Geordie's Tryst eBook

This eBook from the Gutenberg Project consists of approximately 91 pages of information about Geordie's Tryst.

Geordie's Tryst eBook

This eBook from the Gutenberg Project consists of approximately 91 pages of information about Geordie's Tryst.

In thinking of this afternoon long afterwards, when it lay in the clear rounded distance of the past, Grace used to smile as she remembered her restless impatience, and compare herself to the little girl who was always pulling up by the roots the flowers she had planted in her garden, to see how they were getting on.

When they prepared to leave the little still room, Grace handed Geordie his precious “Third Primer,” which she found lying on the floor, and as he put it into his jacket pocket, he said with a smile, “I won’t bring it back with me, I’m thinkin’.  Ye’ll maybe tell us some more about the Good Shepherd next time, and I can hold at the spellin’ when I’m herdin’, and maybe I’ll soon be able to get into the Bible itself,” he added, still firm in his belief that the only entrance lay through the spelling-book.

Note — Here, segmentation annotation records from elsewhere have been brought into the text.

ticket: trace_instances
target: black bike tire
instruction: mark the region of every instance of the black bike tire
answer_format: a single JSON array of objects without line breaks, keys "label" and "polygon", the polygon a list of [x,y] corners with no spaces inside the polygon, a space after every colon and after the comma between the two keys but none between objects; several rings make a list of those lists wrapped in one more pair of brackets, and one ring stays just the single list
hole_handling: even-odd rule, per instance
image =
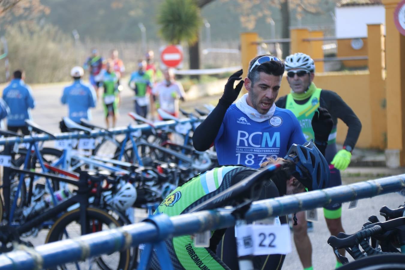
[{"label": "black bike tire", "polygon": [[339,270],[403,270],[405,254],[385,254],[364,257],[344,264]]},{"label": "black bike tire", "polygon": [[[58,241],[62,239],[64,233],[65,228],[69,224],[74,221],[79,221],[80,219],[80,208],[77,208],[67,212],[62,215],[53,224],[49,229],[48,235],[45,240],[45,243]],[[94,219],[101,221],[104,224],[114,223],[117,227],[119,227],[118,221],[104,210],[92,207],[88,208],[87,210],[87,216],[90,219]],[[107,223],[109,222],[109,223]],[[130,250],[119,251],[119,262],[117,269],[127,270],[129,268],[129,263],[131,259]],[[99,266],[100,265],[99,264]],[[66,269],[65,266],[60,266],[61,269]],[[58,269],[57,268],[53,269]]]}]

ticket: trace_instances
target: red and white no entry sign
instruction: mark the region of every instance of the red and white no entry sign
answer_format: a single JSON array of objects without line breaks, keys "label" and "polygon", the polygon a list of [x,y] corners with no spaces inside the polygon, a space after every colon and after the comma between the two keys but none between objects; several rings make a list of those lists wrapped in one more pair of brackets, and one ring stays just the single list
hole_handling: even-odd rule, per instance
[{"label": "red and white no entry sign", "polygon": [[396,6],[394,12],[394,21],[399,32],[405,36],[405,0]]},{"label": "red and white no entry sign", "polygon": [[176,46],[170,45],[162,51],[160,59],[166,66],[174,68],[179,65],[183,61],[183,53]]}]

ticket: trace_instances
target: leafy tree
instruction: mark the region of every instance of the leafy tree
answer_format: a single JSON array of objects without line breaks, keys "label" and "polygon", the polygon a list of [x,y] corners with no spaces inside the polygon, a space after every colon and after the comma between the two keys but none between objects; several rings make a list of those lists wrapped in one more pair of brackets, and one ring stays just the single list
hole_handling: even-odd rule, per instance
[{"label": "leafy tree", "polygon": [[198,33],[202,24],[200,9],[194,0],[165,0],[157,18],[162,38],[173,44],[188,43],[192,69],[200,67]]},{"label": "leafy tree", "polygon": [[29,25],[39,16],[49,11],[40,0],[0,0],[0,32],[15,22]]}]

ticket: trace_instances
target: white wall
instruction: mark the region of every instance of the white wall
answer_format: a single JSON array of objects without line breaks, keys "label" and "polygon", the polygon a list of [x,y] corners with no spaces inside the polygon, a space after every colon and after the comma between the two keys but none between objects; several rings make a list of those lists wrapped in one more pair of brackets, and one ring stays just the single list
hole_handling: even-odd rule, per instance
[{"label": "white wall", "polygon": [[335,16],[338,38],[366,37],[367,24],[385,24],[385,9],[382,5],[337,7]]}]

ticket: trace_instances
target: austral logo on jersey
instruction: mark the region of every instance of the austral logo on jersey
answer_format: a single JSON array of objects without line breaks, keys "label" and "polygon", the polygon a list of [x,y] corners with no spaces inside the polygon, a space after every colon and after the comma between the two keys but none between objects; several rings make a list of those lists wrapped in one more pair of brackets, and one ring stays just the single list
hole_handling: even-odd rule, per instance
[{"label": "austral logo on jersey", "polygon": [[273,116],[269,120],[269,124],[273,128],[279,127],[283,123],[283,119],[279,116]]},{"label": "austral logo on jersey", "polygon": [[250,123],[247,121],[246,120],[246,117],[239,117],[238,119],[238,120],[236,121],[237,123],[239,123],[239,124],[243,124],[243,125],[250,125]]},{"label": "austral logo on jersey", "polygon": [[176,191],[172,195],[168,196],[166,199],[160,204],[161,206],[164,205],[166,206],[172,206],[175,203],[179,201],[181,198],[181,193],[179,191]]}]

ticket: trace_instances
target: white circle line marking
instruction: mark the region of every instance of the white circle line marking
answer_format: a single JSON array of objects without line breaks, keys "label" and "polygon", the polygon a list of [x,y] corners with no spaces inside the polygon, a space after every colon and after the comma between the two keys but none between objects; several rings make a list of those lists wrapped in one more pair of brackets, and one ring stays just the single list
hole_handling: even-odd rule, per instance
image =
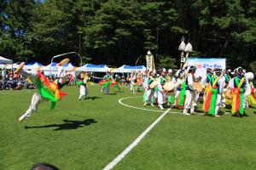
[{"label": "white circle line marking", "polygon": [[108,163],[103,170],[110,170],[116,164],[118,164],[146,135],[147,133],[171,110],[172,108],[167,109],[161,114],[149,127],[146,128],[125,150],[122,151],[116,158]]},{"label": "white circle line marking", "polygon": [[[139,97],[142,97],[142,96],[122,98],[122,99],[119,99],[119,103],[120,105],[125,105],[126,107],[131,107],[131,108],[133,108],[133,109],[143,110],[148,110],[148,111],[160,112],[160,113],[164,113],[165,112],[165,111],[162,111],[162,110],[151,110],[151,109],[145,109],[145,108],[141,108],[141,107],[136,107],[136,106],[132,106],[132,105],[129,105],[124,104],[122,102],[124,99],[131,99],[131,98],[139,98]],[[180,112],[172,111],[171,113],[180,113]]]}]

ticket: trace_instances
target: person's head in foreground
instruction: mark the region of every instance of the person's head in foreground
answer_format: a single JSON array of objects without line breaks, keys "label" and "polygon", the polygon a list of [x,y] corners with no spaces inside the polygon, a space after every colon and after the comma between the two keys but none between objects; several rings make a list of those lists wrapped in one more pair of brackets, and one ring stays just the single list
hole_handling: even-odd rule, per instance
[{"label": "person's head in foreground", "polygon": [[58,167],[49,163],[37,163],[31,170],[60,170]]}]

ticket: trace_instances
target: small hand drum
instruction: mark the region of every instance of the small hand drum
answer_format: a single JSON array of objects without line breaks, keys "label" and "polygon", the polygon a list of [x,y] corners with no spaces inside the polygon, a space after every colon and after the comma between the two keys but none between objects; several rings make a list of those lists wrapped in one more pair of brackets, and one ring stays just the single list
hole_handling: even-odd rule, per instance
[{"label": "small hand drum", "polygon": [[202,91],[202,87],[199,82],[194,82],[194,88],[198,92]]},{"label": "small hand drum", "polygon": [[166,94],[169,94],[169,95],[172,95],[172,94],[175,94],[174,88],[175,88],[175,85],[174,85],[173,81],[166,82],[165,85],[164,85],[164,89],[166,91]]},{"label": "small hand drum", "polygon": [[157,84],[158,84],[158,81],[155,80],[153,82],[151,82],[151,84],[149,85],[149,88],[154,88],[157,86]]},{"label": "small hand drum", "polygon": [[233,97],[233,94],[232,94],[232,91],[231,91],[231,89],[230,88],[229,88],[228,90],[227,90],[227,92],[225,93],[225,97],[227,98],[227,99],[232,99],[232,97]]}]

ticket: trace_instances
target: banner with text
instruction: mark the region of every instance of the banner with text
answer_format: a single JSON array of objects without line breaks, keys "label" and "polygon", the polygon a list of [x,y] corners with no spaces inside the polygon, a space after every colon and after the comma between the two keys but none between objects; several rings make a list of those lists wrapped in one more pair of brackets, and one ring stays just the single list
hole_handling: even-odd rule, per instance
[{"label": "banner with text", "polygon": [[218,68],[222,70],[226,69],[226,59],[224,58],[188,58],[188,65],[196,66],[195,74],[202,76],[207,74],[207,69]]}]

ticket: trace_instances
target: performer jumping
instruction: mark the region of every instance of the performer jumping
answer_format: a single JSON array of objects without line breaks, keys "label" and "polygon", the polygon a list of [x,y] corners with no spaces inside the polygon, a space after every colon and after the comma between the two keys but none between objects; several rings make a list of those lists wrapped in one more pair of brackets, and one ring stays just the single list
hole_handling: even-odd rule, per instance
[{"label": "performer jumping", "polygon": [[233,93],[232,116],[247,116],[247,115],[244,112],[244,109],[246,108],[246,96],[244,93],[246,92],[247,84],[241,67],[236,70],[236,76],[230,81],[230,88]]},{"label": "performer jumping", "polygon": [[146,88],[146,97],[145,97],[145,103],[144,105],[147,105],[148,104],[150,104],[152,106],[154,106],[154,88],[150,88],[150,84],[155,80],[155,72],[149,71],[148,71],[149,76],[146,79],[145,82],[145,88]]},{"label": "performer jumping", "polygon": [[[67,94],[60,91],[60,89],[63,88],[65,84],[68,83],[71,81],[70,78],[72,78],[69,76],[69,75],[64,72],[61,67],[59,67],[58,79],[55,82],[49,82],[48,78],[39,71],[25,71],[23,70],[24,65],[25,62],[20,63],[15,73],[20,73],[22,76],[29,77],[29,79],[34,84],[36,84],[38,91],[37,91],[33,94],[31,101],[31,105],[26,111],[26,113],[19,118],[20,122],[22,122],[24,119],[27,119],[28,117],[30,117],[32,114],[36,111],[39,103],[44,99],[50,100],[51,109],[54,109],[55,107],[56,102],[61,100],[63,96],[67,95]],[[59,66],[61,65],[61,64],[59,65]]]},{"label": "performer jumping", "polygon": [[166,103],[166,94],[164,89],[164,85],[166,83],[166,69],[163,69],[160,71],[160,76],[159,77],[159,82],[157,85],[157,99],[158,106],[160,110],[164,110],[163,104]]},{"label": "performer jumping", "polygon": [[85,73],[84,76],[84,79],[81,82],[78,82],[77,84],[80,86],[80,95],[79,97],[79,99],[84,99],[87,98],[87,95],[89,94],[88,88],[87,88],[87,82],[90,79],[90,74]]},{"label": "performer jumping", "polygon": [[[183,114],[184,115],[190,115],[190,114],[195,114],[195,90],[194,88],[194,74],[195,72],[195,66],[190,65],[188,66],[188,76],[185,78],[185,83],[186,83],[186,99],[184,104],[184,110]],[[190,114],[188,113],[189,110],[190,109]]]},{"label": "performer jumping", "polygon": [[208,112],[208,115],[219,117],[218,109],[221,104],[221,96],[224,87],[224,81],[221,79],[221,69],[214,70],[214,76],[212,78],[211,87],[211,92],[205,99],[205,110]]}]

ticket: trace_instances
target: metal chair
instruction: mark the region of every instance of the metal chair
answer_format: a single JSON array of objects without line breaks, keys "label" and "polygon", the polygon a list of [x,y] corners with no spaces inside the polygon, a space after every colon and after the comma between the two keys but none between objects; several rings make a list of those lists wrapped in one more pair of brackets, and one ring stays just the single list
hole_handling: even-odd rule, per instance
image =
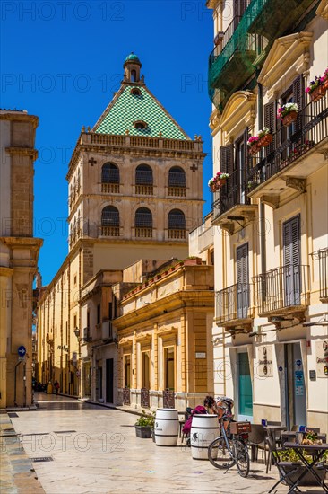
[{"label": "metal chair", "polygon": [[262,445],[262,458],[264,456],[264,463],[266,464],[266,449],[265,439],[267,433],[265,428],[261,424],[252,424],[251,432],[248,433],[248,445],[251,446],[252,462],[256,461],[258,458],[258,449]]},{"label": "metal chair", "polygon": [[[280,483],[285,483],[289,487],[291,487],[293,485],[291,476],[298,472],[301,463],[300,462],[281,462],[279,456],[279,452],[283,450],[276,447],[272,437],[268,437],[266,438],[266,444],[269,449],[269,457],[272,459],[273,465],[278,468],[281,477],[274,486],[269,490],[268,494],[270,494]],[[292,467],[291,470],[290,467]],[[295,491],[301,492],[298,487],[295,487],[295,490],[293,490],[293,492]]]}]

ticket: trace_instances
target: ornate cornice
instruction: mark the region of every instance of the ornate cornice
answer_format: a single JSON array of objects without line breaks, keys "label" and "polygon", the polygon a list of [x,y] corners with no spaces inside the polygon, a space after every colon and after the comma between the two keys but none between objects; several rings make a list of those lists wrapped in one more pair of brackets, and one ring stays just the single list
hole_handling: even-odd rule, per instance
[{"label": "ornate cornice", "polygon": [[30,156],[33,161],[38,158],[38,151],[34,147],[6,147],[5,151],[12,155]]},{"label": "ornate cornice", "polygon": [[8,112],[8,113],[0,113],[0,120],[12,120],[15,122],[30,122],[33,126],[33,128],[37,128],[39,124],[39,117],[36,115],[28,115],[27,113],[22,112]]}]

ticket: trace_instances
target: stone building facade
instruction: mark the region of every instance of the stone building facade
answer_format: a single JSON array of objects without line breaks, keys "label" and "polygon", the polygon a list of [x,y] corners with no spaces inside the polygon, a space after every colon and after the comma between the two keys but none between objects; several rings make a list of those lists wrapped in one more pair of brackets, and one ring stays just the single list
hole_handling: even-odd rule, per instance
[{"label": "stone building facade", "polygon": [[135,55],[124,69],[113,100],[77,140],[66,177],[69,253],[39,302],[39,378],[73,395],[89,327],[82,291],[99,272],[142,258],[184,259],[188,232],[202,222],[201,137],[190,139],[150,92]]},{"label": "stone building facade", "polygon": [[0,110],[0,408],[32,402],[32,286],[42,245],[33,237],[38,123],[25,110]]}]

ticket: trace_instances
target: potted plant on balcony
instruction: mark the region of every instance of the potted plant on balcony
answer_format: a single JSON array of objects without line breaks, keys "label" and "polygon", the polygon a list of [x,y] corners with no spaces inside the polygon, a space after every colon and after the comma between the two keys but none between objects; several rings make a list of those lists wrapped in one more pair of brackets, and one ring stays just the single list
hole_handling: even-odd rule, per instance
[{"label": "potted plant on balcony", "polygon": [[279,107],[277,118],[281,119],[282,125],[289,127],[298,119],[298,103],[286,103]]},{"label": "potted plant on balcony", "polygon": [[229,173],[223,173],[222,172],[218,172],[217,174],[209,180],[208,186],[210,187],[211,192],[216,192],[222,187],[229,178]]},{"label": "potted plant on balcony", "polygon": [[261,149],[260,139],[258,136],[251,136],[247,141],[248,153],[250,154],[256,154]]},{"label": "potted plant on balcony", "polygon": [[270,128],[268,128],[267,127],[263,127],[263,128],[260,130],[257,134],[257,137],[259,138],[259,145],[261,146],[265,147],[272,142],[272,134],[270,132]]},{"label": "potted plant on balcony", "polygon": [[306,93],[310,95],[311,101],[318,101],[323,96],[324,96],[326,89],[324,87],[325,76],[315,75],[315,79],[311,81],[309,85],[306,89]]},{"label": "potted plant on balcony", "polygon": [[144,410],[142,414],[139,417],[135,422],[135,435],[142,439],[149,439],[151,437],[151,430],[154,428],[155,424],[155,412],[151,415],[147,415]]}]

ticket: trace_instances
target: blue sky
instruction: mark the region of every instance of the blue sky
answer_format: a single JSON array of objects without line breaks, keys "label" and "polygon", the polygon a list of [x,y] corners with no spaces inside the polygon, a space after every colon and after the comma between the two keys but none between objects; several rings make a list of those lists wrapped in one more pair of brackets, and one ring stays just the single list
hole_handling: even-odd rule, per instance
[{"label": "blue sky", "polygon": [[200,134],[203,213],[211,210],[211,101],[207,61],[211,11],[205,1],[3,0],[1,107],[38,115],[34,235],[51,281],[67,249],[65,175],[82,127],[93,126],[119,87],[125,57],[140,57],[149,89],[186,132]]}]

Grace, remembering little Jean’s dislike to the exit through the dark passages, led the way to a door which opened into a path to the garden.  Jean manifested undisguised satisfaction when the dim still-room precincts were fairly left behind, and they got into the pleasant old walled-in garden, where the yellow afternoon’s sun was lying on the opening fruit-blossom, and bringing delicious scents out of the newly-blown lilac and hawthorn.  She kept pulling Geordie’s corduroys, to draw his attention to all that captivated her as they walked along the broad gravel walk.  This was certainly a much pleasanter way home than along the dim passage, and Jean decided that the best part of the afternoon had come last.  Presently Grace opened the door of one of the greenhouses, and they stood among richer colours and sweeter scents than before.  The children had been surveying with admiring wonder the dazzling house glittering in the sun, which was making each pane sparkle like a diamond, but they never dreamt that it would be given to them to enter it, or indeed that it had an interior which could be reached, so entirely did it seem to belong to the region of the sun, not to the world of thatched cottages and grey walls.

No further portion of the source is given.